3.3.4 Missing data
28-Feb-2022 1 min
Missing values are present in virtually all databases. Like extreme values, the presence of missing values can lead to spurious analyses.
Hence you should be able to spot and highlight where there are missing values. If you are using Excel to analyze your data, here ( available in French) is how you can spot them.
There are actually different type of missing values that you should be aware (Source: the ACAPS 2016 resource Data Cleaning):
- A blank cell can actually mean zero, ‘none’, ‘no’, or ‘not applicable’.

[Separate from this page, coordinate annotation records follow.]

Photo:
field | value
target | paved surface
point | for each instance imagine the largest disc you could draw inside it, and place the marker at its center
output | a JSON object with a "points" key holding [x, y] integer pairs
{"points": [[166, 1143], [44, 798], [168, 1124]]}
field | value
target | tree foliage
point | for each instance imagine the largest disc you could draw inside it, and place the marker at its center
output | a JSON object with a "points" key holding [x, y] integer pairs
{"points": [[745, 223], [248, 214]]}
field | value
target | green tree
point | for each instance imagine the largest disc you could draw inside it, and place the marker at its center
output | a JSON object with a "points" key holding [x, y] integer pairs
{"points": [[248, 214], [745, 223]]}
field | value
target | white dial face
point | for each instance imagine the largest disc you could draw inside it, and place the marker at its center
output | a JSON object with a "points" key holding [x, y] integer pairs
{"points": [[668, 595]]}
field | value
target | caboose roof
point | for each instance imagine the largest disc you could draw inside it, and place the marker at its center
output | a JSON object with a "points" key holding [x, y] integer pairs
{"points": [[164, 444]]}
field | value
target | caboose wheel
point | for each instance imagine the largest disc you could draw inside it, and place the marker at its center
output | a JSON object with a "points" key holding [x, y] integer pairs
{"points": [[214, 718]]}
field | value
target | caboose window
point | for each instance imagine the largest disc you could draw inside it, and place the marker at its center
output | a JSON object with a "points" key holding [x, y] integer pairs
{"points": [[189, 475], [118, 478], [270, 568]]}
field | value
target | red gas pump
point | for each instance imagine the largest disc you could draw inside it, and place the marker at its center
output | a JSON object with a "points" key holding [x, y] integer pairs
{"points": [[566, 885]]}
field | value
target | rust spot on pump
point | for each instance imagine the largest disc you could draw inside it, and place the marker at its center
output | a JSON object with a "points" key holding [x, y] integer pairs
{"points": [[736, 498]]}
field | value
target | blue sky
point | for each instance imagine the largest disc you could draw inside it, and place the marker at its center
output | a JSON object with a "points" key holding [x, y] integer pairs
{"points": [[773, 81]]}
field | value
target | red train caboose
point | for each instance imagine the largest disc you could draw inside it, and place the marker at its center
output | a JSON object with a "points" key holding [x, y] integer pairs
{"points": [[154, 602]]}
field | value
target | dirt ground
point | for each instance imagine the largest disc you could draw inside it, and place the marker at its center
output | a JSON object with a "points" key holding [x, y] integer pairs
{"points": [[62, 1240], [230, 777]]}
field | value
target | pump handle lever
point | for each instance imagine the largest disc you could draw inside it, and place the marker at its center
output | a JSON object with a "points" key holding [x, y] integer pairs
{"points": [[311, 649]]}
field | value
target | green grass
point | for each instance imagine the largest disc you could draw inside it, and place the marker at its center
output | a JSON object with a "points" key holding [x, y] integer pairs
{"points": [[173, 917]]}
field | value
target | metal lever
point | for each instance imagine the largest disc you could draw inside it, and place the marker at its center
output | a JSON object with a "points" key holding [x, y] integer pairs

- A variable may be missed and unanswered during the survey unintentionally.
- When a variable has been purposely not answered. This often happens when the question is confusing, not appropriate, or perceived of as sensitive by the enumerator or respondent. This can happen based on contextual factors (if proper testing and tool design occurs, this should not happen). However, this issue can also be a finding that is interesting to mention it in the analysis report as a potential bias, particularly for justification to adjust the tool to more appropriate questions (or question responses) if the questionnaire is to be repeated.
What to do with missing values?
- Replace blank cells that makes sense by zero, “no”, “not applicable”
- Be careful with replacing blank cells with zero, as it will definitely have an impact on the findings.
- Exclude the subjects / data points that have missing values on any of the variables under analysis.
- Which means that sample size will change from one variable to another.
- Delete all cases with missing values, hence keeping a dataset with only complete data.
- This could lead to the sample size being insufficient, and analysis bias if the profiles of subjects with missing values are similar (ex. all female).